# A la tarde, a la noche (à tarde, à noite)



## curlyboy20

Bom dia a todos!

Num dos posts no forum Espanol-inglês, uma menina espanhola disse que é correto dizer em espanhol *"a la tarde"* e *"a la noche". *Eu disse que não é correto porque ninguém, pelo menos no Peru, fala assim e nunca tinha ouvido alguém dizer isso. Outro forero citou do _Diccionario panhispánico de dudas _que isso é comum na Argentina e na Espanha, especialmente nos falantes vascos e catalanes. 
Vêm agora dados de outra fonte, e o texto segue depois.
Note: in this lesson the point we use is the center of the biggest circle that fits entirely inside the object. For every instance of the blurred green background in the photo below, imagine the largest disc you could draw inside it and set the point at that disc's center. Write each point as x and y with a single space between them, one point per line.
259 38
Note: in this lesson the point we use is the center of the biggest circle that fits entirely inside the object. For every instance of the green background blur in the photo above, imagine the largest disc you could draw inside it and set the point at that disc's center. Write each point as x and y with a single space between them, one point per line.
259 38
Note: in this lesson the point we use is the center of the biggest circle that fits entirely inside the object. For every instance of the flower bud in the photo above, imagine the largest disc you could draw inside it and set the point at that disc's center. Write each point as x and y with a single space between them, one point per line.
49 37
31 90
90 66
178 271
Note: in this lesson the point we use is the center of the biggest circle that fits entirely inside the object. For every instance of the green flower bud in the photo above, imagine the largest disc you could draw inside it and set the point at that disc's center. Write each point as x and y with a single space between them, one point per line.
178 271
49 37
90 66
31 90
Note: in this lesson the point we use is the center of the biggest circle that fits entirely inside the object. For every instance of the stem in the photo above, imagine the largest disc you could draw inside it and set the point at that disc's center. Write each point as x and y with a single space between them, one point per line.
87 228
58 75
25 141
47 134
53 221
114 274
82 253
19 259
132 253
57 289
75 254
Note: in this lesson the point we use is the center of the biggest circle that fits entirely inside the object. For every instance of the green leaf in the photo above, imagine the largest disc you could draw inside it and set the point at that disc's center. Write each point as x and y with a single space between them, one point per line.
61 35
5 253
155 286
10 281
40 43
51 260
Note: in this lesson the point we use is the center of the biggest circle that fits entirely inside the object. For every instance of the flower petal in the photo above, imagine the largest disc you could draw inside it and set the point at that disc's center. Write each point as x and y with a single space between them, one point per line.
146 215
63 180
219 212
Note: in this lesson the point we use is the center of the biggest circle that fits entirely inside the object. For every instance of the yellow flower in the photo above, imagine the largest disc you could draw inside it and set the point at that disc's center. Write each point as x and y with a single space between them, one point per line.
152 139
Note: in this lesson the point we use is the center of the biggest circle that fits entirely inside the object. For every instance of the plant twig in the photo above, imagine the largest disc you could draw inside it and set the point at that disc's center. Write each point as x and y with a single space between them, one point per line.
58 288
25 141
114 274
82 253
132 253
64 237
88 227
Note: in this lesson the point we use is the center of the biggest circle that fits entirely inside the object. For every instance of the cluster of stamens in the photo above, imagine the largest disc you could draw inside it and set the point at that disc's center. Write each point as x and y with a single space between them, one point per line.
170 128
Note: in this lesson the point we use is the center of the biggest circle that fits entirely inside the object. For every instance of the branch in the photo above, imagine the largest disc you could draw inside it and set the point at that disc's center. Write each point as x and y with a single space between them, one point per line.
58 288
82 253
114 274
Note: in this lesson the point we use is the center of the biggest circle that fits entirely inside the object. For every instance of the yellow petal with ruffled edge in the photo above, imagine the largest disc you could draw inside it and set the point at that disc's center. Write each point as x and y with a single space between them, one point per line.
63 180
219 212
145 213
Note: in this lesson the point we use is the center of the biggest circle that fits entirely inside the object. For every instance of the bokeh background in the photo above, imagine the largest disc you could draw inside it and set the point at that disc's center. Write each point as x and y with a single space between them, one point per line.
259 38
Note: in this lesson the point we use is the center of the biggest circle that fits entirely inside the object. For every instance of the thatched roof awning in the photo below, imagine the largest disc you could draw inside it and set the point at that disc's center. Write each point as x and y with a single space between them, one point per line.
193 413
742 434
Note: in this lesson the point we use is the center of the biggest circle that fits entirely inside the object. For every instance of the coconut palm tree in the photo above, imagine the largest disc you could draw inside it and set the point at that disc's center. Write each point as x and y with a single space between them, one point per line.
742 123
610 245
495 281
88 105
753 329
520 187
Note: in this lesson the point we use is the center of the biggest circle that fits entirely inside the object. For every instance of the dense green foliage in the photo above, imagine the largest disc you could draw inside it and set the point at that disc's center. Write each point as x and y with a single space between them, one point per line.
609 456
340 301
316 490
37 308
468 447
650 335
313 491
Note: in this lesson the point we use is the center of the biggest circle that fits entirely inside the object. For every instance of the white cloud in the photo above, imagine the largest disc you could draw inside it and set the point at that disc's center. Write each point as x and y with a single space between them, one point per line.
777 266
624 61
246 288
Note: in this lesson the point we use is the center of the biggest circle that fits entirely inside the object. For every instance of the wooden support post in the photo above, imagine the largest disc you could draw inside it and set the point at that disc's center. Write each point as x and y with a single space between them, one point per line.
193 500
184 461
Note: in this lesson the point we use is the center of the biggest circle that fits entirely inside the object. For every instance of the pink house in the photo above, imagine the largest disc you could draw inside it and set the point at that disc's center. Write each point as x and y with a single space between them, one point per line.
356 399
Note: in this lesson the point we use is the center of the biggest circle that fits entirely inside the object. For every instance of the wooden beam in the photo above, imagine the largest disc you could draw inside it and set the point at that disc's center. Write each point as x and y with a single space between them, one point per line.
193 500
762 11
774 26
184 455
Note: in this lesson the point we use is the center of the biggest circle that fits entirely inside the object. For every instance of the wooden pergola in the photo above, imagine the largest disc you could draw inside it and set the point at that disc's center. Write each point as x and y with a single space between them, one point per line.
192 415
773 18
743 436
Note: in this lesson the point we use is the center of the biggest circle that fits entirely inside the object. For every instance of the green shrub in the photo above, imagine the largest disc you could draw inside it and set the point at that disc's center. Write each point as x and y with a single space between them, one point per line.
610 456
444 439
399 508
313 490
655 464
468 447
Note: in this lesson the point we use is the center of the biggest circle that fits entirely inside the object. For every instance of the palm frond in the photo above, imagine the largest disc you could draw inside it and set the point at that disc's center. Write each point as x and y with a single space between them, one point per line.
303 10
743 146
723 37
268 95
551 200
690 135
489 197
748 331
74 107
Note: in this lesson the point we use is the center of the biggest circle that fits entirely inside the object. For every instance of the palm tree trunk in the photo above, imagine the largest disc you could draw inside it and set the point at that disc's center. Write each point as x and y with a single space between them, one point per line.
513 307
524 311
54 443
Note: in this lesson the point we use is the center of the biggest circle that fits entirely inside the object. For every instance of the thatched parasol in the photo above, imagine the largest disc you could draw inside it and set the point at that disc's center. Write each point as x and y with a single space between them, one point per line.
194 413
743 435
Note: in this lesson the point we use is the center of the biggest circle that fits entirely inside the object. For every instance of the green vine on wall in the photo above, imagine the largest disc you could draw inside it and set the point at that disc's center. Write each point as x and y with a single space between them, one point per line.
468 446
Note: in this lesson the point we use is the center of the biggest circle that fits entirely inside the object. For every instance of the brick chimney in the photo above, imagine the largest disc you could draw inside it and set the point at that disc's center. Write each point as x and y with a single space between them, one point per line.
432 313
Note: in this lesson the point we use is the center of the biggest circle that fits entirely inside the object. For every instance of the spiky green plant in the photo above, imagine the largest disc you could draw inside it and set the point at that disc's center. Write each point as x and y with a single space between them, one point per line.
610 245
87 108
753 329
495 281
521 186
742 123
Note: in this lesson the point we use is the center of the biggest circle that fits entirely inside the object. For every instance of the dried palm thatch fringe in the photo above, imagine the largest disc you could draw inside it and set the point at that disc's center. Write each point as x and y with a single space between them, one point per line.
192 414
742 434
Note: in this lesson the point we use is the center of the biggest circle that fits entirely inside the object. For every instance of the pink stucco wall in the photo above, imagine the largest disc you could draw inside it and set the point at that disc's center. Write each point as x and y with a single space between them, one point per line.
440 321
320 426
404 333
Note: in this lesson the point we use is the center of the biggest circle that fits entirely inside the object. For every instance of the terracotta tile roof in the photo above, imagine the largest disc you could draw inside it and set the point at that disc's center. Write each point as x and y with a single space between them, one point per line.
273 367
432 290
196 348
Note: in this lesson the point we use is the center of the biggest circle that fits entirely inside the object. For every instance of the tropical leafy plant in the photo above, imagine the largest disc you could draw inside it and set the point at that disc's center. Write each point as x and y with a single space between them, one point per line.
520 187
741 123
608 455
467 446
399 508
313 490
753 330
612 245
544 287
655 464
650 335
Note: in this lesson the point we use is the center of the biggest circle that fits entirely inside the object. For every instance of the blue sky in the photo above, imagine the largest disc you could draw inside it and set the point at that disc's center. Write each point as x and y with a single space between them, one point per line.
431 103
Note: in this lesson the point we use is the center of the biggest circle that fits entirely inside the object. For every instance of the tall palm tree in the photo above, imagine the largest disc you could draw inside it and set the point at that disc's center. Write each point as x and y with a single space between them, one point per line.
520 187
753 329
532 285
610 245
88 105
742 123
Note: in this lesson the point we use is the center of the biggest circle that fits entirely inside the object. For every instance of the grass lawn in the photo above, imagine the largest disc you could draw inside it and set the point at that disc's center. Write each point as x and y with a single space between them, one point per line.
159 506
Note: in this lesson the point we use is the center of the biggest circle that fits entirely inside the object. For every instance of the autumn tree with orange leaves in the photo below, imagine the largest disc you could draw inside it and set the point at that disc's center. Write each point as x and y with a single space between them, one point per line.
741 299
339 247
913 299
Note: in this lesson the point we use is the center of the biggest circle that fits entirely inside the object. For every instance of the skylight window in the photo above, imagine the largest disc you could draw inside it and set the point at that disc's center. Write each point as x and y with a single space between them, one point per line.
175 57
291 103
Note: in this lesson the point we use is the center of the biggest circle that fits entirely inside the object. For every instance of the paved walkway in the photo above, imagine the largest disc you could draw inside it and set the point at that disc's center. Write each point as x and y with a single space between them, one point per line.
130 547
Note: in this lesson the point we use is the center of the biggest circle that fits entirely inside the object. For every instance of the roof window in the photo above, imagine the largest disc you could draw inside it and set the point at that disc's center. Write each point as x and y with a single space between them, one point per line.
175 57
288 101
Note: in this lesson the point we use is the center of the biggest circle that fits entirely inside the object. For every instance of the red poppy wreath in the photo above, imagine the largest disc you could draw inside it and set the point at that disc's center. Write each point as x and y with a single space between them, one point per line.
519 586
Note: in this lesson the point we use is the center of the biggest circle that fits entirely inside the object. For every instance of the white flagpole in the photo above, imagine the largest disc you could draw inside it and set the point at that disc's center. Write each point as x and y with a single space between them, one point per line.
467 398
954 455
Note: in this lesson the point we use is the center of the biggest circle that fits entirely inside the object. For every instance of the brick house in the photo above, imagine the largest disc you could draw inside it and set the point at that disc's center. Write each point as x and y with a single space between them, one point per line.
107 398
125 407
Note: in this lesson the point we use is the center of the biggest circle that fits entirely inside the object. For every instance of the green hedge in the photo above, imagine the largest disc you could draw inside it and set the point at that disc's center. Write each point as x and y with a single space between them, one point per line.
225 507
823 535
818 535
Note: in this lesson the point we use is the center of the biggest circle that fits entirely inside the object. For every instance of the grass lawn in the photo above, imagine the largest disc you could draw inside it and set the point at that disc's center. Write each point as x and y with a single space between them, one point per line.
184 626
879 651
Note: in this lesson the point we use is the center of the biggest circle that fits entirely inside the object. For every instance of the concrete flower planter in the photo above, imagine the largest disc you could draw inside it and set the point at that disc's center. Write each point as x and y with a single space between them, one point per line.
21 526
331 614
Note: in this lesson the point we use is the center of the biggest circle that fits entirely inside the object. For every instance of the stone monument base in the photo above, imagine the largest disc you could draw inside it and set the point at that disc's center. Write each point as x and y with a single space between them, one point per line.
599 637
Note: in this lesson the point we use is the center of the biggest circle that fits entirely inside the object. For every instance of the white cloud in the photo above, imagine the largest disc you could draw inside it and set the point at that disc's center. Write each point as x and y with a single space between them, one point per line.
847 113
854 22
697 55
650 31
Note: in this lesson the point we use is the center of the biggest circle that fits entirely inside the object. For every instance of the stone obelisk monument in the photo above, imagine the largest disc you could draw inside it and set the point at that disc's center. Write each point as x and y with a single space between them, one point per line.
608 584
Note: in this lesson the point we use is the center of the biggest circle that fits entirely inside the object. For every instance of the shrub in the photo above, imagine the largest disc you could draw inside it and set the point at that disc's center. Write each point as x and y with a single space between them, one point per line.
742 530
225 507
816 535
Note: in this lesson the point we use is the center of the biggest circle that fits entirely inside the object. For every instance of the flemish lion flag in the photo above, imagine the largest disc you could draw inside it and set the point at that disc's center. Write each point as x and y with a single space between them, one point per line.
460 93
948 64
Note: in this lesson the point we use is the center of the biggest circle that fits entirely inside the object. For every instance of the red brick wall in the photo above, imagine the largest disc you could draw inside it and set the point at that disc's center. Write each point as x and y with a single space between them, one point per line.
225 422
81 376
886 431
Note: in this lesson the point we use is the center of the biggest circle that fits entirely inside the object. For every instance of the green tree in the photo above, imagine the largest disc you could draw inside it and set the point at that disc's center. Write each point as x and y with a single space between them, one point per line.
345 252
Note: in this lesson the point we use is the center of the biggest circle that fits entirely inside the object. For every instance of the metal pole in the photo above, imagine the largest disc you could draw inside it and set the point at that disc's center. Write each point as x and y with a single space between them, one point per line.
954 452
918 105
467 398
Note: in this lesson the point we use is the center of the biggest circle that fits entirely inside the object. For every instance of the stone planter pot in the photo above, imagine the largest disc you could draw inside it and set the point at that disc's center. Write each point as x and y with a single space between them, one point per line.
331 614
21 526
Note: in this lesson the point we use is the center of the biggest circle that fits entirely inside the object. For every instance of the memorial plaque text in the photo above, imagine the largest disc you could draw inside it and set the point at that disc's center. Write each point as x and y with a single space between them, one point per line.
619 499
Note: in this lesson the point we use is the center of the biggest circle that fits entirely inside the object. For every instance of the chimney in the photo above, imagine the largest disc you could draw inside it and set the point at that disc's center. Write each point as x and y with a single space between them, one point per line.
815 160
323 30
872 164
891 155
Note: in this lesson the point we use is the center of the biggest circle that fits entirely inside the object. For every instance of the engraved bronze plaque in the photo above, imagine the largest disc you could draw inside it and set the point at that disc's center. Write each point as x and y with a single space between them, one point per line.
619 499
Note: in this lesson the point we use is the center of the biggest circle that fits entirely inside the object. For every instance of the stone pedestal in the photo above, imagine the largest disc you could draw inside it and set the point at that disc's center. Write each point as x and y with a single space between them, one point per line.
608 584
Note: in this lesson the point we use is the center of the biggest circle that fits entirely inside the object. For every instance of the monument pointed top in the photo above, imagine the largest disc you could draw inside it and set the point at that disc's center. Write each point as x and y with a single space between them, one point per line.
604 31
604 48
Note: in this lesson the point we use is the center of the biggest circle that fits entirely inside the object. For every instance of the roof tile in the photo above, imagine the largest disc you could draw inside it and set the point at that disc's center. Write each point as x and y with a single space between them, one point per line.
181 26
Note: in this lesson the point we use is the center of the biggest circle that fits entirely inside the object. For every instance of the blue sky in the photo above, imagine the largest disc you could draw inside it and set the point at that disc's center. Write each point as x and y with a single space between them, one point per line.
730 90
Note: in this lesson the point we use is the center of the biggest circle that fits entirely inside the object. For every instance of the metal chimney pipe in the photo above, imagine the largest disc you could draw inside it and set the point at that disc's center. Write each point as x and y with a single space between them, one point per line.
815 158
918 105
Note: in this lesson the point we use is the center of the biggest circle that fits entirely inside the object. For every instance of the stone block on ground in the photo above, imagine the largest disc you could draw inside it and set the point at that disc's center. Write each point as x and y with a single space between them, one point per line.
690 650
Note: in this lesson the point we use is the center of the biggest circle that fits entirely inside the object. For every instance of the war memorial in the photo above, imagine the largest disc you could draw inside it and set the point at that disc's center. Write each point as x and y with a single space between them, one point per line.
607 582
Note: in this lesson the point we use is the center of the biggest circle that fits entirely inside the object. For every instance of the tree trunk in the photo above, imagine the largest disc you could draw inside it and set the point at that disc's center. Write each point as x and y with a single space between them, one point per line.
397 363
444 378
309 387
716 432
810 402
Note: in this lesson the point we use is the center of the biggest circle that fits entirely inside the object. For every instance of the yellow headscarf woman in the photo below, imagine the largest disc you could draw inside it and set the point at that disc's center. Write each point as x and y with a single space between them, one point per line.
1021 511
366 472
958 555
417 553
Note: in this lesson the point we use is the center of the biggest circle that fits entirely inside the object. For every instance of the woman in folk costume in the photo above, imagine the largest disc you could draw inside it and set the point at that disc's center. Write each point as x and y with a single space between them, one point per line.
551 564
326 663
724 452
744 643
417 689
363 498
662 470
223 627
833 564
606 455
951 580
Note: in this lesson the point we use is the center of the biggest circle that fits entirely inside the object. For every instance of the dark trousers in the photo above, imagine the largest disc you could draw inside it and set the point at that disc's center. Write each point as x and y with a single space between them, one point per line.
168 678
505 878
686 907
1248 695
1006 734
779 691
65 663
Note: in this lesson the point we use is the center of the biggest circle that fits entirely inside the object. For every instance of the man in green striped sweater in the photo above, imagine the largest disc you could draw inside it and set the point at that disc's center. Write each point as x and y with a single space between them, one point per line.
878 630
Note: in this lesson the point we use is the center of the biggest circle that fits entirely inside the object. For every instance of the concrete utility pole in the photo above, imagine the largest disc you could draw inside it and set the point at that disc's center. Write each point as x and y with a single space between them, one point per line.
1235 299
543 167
Isso me fez pensar que talvez, sei lá, por causas geográficas "a la tarde" seja uma influência portuguesa na língua hispana? Vejamos:

_*Fuimos al mercado ayer a la tarde. *_
*Fomos ao mercado ontem à tarde. (a+a = à)*

Opiniões?


----------



## Mangato

Também pode ser influência do galego. Por aqui ouve-se, embora que o mais ussual seja dizer _*por la tarde. *_


*6.* *a*_ +_ *sustantivos que designan partes del día: a la mañana, a la tarde, a la noche.* Para introducir los complementos de tiempo relativos a las partes del día, en el español general se emplean normalmente las preposiciones _por_ o _en, _esta última de uso frecuente en gran parte de América, aunque inusual en España (salvo cuando, a su vez, estos complementos llevan un complemento con _de:_ _en la tarde del sábado, en la mañana del lunes_):_ «Ese hígado lo trajo el carnicero por la tarde» _(Llamazares_ Río _[Esp. 1990]);_ «El domingo en la mañana vi con sorpresa que a mi lado dormía una negra enorme»_ (Mutis _Ilona_ [Col. 1988]). El uso de _a_ solo es normal en la Argentina y, en España, entre hablantes vascos o catalanes: _«Los sábados a la tarde reúne mucho público»_ (Dios _Miami_ [Arg. 1999]); _«Dada la hora local de comienzo del partido_ [...], _entrenarán hoy a la mañana»_ (_DNavarra_ [Esp.] 12.5.99); _«La fiesta se aguó el miércoles a la tarde»_ (_Vanguardia_ [Esp.] 1.7.94).

D.P.D  RAE.


----------



## airosa

Creo que también oí  "_de tarde"._

_Ayer de tarde fuimos al mercado._

¿O es incorrecto?


----------



## curlyboy20

Eu diria, _"Ayer fuimos al mercado de tarde"._ Mas é ainda mais comum ouvir _"Ayer por la tarde fuimos al mercado"_


----------



## Mangato

En España no se usa mucho con esa estructura, pero sí con otras. Se entendría que existen dos mercados diferentes uno de mañana y otro de tarde


-  _Fui al cine a la_ s_esión de tarde_. 
- _ Esta semana me corresponde el turno de tarde _
_-  Lo veo de tarde en tarde._

Saludos, 

MG


----------



## curlyboy20

Mangato said:


> _- Lo veo de tarde en tarde._


 
Não entendi essa. A que se refere?


----------



## Mangato

Es una expresión muy utilizada. Quiere decir espaciadamente, con intervalos largos e indeterminados y no periódicos. Por ejemplo de año en año, cuando coincidimos etc.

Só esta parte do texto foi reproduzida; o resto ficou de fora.